Industry | Onboarding on the app (new customer / number binding) | In-life interactions on the app (existing customer lifecycle) |
|---|---|---|
Banking / Fintech | Tenure (configurable threshold, e.g. ≥3–6 months) to unlock higher limits; Number Recycling (since last verified contact) before binding or re-binding a number. If SMS OTP is used at signup, run SIM Swap | Examples of in-life transactions:
Access & sensitive transactions: SIM Swap (configurable threshold, e.g. 24–72h) + Device Swap (configurable value, e.g. 24–72h) as risk gates; Tenure to modulate limits/trust. Step-up or cool-off if |
Insurance | Tenure threshold to prioritise trusted numbers; Number Recycling prior to policy activation or re-activation (since last contact/consent). | Examples of in-life transactions:
Claims / payouts: Device Swap (24–72h) before disbursements; add SIM Swap if using SMS OTP; use Tenure to prioritise trust and reduce manual review. |
E-commerce | Number Recycling (since registration) + Tenure before storing a number for notifications/2FA; if SMS OTP is part of account creation, add SIM Swap at bind time. | Examples of in-life transactions:
Purchase OTP & password resets: SIM Swap for SMS OTP integrity; Device Swap for account changes/high-risk actions; Number Recycling before messaging dormant accounts to prevent misdelivery. |
Messaging (brands / CPaaS) | Before (re)enrolling a number for alerts/marketing: Number Recycling (since last consent) + Tenure to prioritise deliverability. | Example of in-life transactions:
Prevent misdelivery & privacy breaches: periodic Number Recycling checks on dormant lists; use Tenure to tier sending policies. |
Credit / BNPL | Tenure as a fast trust filter; Number Recycling (since application date) before binding; if SMS OTP used in KYC, add SIM Swap check at registration. | Examples of in-life transactions:
High-value operations: gate with SIM Swap / Device Swap; use Tenure to tune limits, friction, and review thresholds. |
Authentication solutions | When binding phone numbers as factors: Tenure + Number Recycling to ensure stable ownership before trusting the factor. | Examples of in-life transactions:
Add a telco-signal layer: SIM Swap / Device Swap for adaptive step-up; use Tenure to weight risk scores and session trust. |
6. Overlap, Differentiation & How They Complement Each Other
The four APIs may look similar in structure, but their value lies in what type of change or continuity they track and how these signals complement each other.
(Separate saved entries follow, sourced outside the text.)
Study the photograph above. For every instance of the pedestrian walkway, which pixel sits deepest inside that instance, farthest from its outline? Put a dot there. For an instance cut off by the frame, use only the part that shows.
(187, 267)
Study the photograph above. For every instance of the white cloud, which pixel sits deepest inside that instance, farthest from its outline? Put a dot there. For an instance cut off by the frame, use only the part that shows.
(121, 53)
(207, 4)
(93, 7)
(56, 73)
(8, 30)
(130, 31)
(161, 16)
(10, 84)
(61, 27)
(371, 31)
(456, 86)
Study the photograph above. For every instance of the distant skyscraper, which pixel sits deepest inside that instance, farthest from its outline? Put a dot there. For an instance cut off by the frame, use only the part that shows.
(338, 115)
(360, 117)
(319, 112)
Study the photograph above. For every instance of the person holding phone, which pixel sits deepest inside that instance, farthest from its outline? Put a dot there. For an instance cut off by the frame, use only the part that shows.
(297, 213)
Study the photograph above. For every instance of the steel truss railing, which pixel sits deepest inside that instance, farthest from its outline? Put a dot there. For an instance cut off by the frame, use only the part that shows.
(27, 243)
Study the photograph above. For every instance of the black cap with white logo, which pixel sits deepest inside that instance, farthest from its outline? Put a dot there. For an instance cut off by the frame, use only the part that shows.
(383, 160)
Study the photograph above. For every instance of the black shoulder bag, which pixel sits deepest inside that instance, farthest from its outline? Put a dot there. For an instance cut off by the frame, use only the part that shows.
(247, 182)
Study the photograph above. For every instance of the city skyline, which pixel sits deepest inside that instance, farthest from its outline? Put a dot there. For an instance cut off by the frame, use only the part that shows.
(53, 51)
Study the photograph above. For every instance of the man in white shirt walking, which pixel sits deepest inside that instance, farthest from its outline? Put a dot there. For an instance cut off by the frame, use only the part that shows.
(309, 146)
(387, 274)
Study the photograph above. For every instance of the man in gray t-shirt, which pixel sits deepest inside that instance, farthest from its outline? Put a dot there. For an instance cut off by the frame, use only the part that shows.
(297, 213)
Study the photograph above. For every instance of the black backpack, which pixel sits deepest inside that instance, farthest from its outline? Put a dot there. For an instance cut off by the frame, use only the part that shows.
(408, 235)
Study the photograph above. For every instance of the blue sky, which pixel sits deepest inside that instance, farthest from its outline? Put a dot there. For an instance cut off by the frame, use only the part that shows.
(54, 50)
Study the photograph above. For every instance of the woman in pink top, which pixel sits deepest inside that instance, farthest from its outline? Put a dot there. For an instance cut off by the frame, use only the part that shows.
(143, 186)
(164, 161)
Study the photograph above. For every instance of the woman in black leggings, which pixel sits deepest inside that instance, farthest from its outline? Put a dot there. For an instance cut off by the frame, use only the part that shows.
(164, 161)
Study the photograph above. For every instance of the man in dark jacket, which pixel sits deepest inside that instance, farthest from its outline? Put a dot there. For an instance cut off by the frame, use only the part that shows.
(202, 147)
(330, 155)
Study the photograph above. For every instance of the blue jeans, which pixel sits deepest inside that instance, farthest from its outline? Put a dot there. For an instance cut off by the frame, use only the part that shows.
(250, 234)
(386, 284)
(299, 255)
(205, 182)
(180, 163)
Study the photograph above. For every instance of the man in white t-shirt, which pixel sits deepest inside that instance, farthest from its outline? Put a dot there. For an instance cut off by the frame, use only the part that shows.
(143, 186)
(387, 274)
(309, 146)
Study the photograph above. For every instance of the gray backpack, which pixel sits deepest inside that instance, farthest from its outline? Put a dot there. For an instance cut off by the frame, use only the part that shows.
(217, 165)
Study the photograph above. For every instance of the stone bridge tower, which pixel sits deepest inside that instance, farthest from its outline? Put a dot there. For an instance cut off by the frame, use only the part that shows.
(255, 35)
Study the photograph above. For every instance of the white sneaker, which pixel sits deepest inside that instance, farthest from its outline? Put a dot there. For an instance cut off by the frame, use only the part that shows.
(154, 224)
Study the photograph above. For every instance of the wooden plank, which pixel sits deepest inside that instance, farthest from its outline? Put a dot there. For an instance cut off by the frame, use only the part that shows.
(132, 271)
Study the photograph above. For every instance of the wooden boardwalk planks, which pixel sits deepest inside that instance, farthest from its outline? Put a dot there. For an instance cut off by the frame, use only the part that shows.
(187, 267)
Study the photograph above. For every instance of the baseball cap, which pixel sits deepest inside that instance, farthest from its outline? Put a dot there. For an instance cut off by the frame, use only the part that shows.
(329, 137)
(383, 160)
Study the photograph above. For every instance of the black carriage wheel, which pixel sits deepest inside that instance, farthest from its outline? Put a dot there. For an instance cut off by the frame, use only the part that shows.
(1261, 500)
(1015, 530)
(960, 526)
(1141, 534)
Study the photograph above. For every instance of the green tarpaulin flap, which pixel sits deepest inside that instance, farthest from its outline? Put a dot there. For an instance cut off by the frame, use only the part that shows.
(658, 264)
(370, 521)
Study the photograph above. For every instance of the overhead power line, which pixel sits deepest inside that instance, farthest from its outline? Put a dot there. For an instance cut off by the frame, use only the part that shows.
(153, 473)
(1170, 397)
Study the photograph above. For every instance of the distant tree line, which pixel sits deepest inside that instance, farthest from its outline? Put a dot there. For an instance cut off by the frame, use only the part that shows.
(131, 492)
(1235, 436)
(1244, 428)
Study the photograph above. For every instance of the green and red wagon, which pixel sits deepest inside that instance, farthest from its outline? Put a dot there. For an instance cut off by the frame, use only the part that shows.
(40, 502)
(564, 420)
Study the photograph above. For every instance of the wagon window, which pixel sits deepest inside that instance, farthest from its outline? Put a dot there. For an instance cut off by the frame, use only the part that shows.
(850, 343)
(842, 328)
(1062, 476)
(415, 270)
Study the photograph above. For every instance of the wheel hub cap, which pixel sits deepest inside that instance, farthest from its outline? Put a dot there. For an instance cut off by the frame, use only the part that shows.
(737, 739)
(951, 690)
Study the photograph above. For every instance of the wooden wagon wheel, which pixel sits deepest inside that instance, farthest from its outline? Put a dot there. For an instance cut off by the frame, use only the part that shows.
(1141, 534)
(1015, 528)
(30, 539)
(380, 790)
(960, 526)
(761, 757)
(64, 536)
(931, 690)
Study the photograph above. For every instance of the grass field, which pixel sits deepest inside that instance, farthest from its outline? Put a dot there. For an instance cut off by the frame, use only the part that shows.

6.1 SIM Swap vs Device Swap
Similarity: Both expose the same endpoint patterns (
/retrieve-date,/check) and responses (timestamp or boolean-in-window). Both could produce a positive response if the mobile phone is lost or stolen and it’s replaced by a new one.Difference: The event type differs: SIM replaced vs Device changed.
Complementarity: Used together, they provide a stronger signal of suspicious recent change. A legitimate SIM replacement without a device change is lower risk than both happening simultaneously. Both are very useful to keep up to date device fingerprints associated to a given person.
6.2 Tenure vs Number Recycling
Similarity: Both answer “since-date” questions.
Difference: Line Tenure within its current operator (phone number activation date) vs Phone Number ownership change within its current operator (phone number recycled and assigned to someone else). Tenure does not specify the source of activation while number recycling only refers to line activations from a contract owner to another one in the same provider (MNO). Also, note that SIM cards can be handed to a person who is not the contract owner (for example, in family contracts where multiple lines are in use by family members but the MNO only keeps track of the contract holder).